Tuesday, September 26, 2006

Team Similarity Scores

As a Wake Forest alum and fan, I'm pretty excited by the start of this football season. A 4-0 start (soon to be 5-0 barring an unmitigated disaster against Liberty) has me already making plans to attend a bowl game come late December. What I want to know is, what is the likely record for this year's Wake Forest football team? In order to estimate this year's team's record, I decided to borrow a concept from Bill James. James introduced similarity scores for individual baseball players in his groundbreaking Baseball Abstracts in the 1980s. These scores allowed James to predict how certain players would age and develop. What I want to do is create some rudimentary similarity scores for teams in order to better project how certain teams will develop. Developing similarity scores for professional teams is much easier because of the small number (30-32 teams compared to 119 or so) of teams and massive discrepancies in schedules in the college game. But I'll give it the old college try. Here's the methodology.

1. Start with 1000 points

2. Through 'x' number of games take the difference in winning percentage multiply by 1000 and subtract from 1000
example: Team A is 4-0 and Team B 3-1, then the difference in winning percentage would be 1-.75=.25, multiplying this by 1000=250, subtract this number from 1000

3. For every game difference in home/road inequality subtract 50 points
example: Team A has played 2 road games and 2 home games, Team B has played 3 road games and 1 home game, subtract 50 points (neutral sites count as half games)

4. Subtract the difference in point differential through 'x' number of games

5. Subtract the difference in average opponents' Sagarin Rating (I think its a pretty good measure of schedule strength)

6. Subtract the difference multiplied by 1000 in previous year's record (we need to know how good the team's were in the previous season)

7. Subtract the difference multiplied by 1000 in previous year's Pythagorean Winning Percentage (a better indicator of team strength than actual record)

8. The remaining points are the teams' similarity score (the higher the better)

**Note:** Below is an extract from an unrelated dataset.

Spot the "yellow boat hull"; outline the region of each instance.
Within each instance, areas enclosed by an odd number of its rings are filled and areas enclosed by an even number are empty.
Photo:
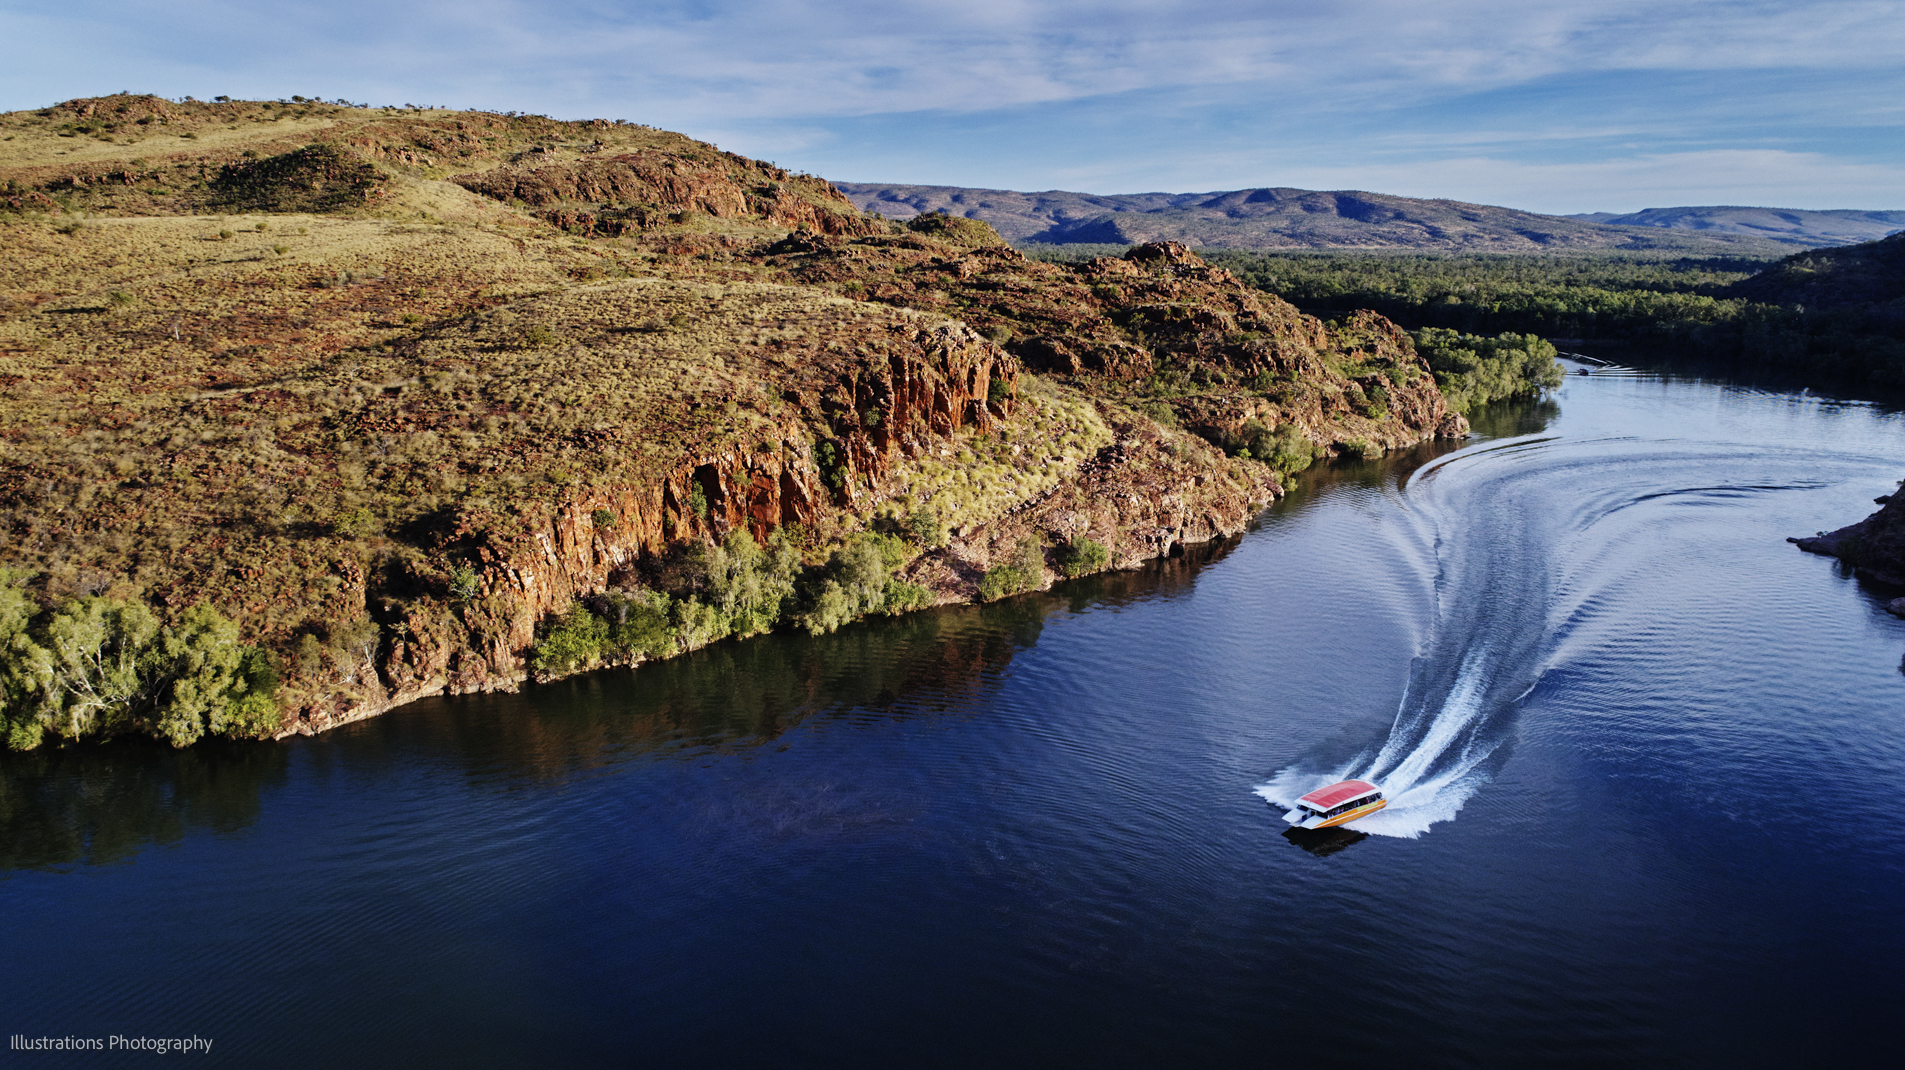
[[[1338,825],[1347,825],[1348,823],[1356,820],[1359,817],[1368,817],[1370,814],[1373,814],[1376,811],[1388,805],[1389,805],[1388,799],[1377,799],[1375,802],[1369,804],[1368,806],[1359,806],[1354,810],[1349,810],[1344,813],[1337,814],[1335,817],[1332,817],[1327,821],[1319,821],[1314,825],[1303,825],[1301,827],[1311,828],[1311,829],[1327,829],[1327,828],[1335,828]]]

Is this formula accurate? I have no idea. It's just a little tool I've been toying with. So anyway, which teams are most similar to the 2006 incarnation of Wake Forest? Before I address that question, I need to tackle a few problems. There are a ton of college football teams. Even if we just limit this study to BCS teams from the last 5 years, thats a sample size of roughly 350 teams. Without any type of database and computer program to filter out the teams, next season would have started by the time I finished. That being said, I am limiting the sample to BCS teams from last year. Admittedly this limits the usefulness of these mathematical shenanigans by a great deal. Still, perhaps there is a little something we can gleam from this exercise.

The 3 most similar teams to Wake Forest (2006) from last year-- similarity score in parentheses and final record following

1. Michigan State (748.5) 5-6
2. Vanderbilt (738) 5-6
3. West Virginia (366) 11-1

You can pretty much throw West Virginia out as Michigan State and Vanderbilt are by far the two most similar teams. Both these teams finished 1-6 after their 4-0 starts. After the Liberty game, its likely Wake Forest will not be favored in any game over the course of the rest of the season. Of course, Wake has won as an underdog before (twice already this season), and several of the games are winnable (North Carolina and NC State on the road, BC at home, and perhaps even Maryland on the road). Wake fans should be excited about the teams hot start, but we should also pull a Larry David and curb our enthusiasm. Our schedule so far has not exactly been a who's who of top 10 teams (Syracuse, Duke, Ole Miss, and Connecticut), our starting quarterback, running back, and one of our offensive tackles are either out for the year or for an extended period of time. While a bowl game is probable, it certainly is not assured.

For those interested, her is computation of Vanderbilt's similarity score.

1. Through 4 games, both Wake and Vandy were 4-0 so no points is subtracted

2. Through 4 games, both Wake and Vandy have both played 2 home games and 2 road games so points subtracted

3. Through 4 games, Wake had a point differential of 46, Vandy of 40-- subtract 6 points

4. Through 4 games, Wake's opponents have an average Sagarin Rating of 83, Vandy's had an average rating of 85-- subtract 2 points

5. In 2005 Wake went 4-7 (.364), in 2004 Vandy went 2-9 (.182), difference of .182, multiply by 1000-- subtract 182

6. In 2005 Wake had a Pythagorean winning percentage of .405, in 2004 Vandy had a Pythagorean winning percentage of .333, difference of .072, multiply by 1000-- subtract 72

Total points remaining: 738


Anonymous said...

Wake Forest is nuber #1!

Sam said...

When you used the average Sagarin ratings for Vandy's first four opponents, did you use the final ratings or the Week 5 ratings?

matt said...

Good question. Its actually the end of year rankings as I could not find the Week 5 ratings.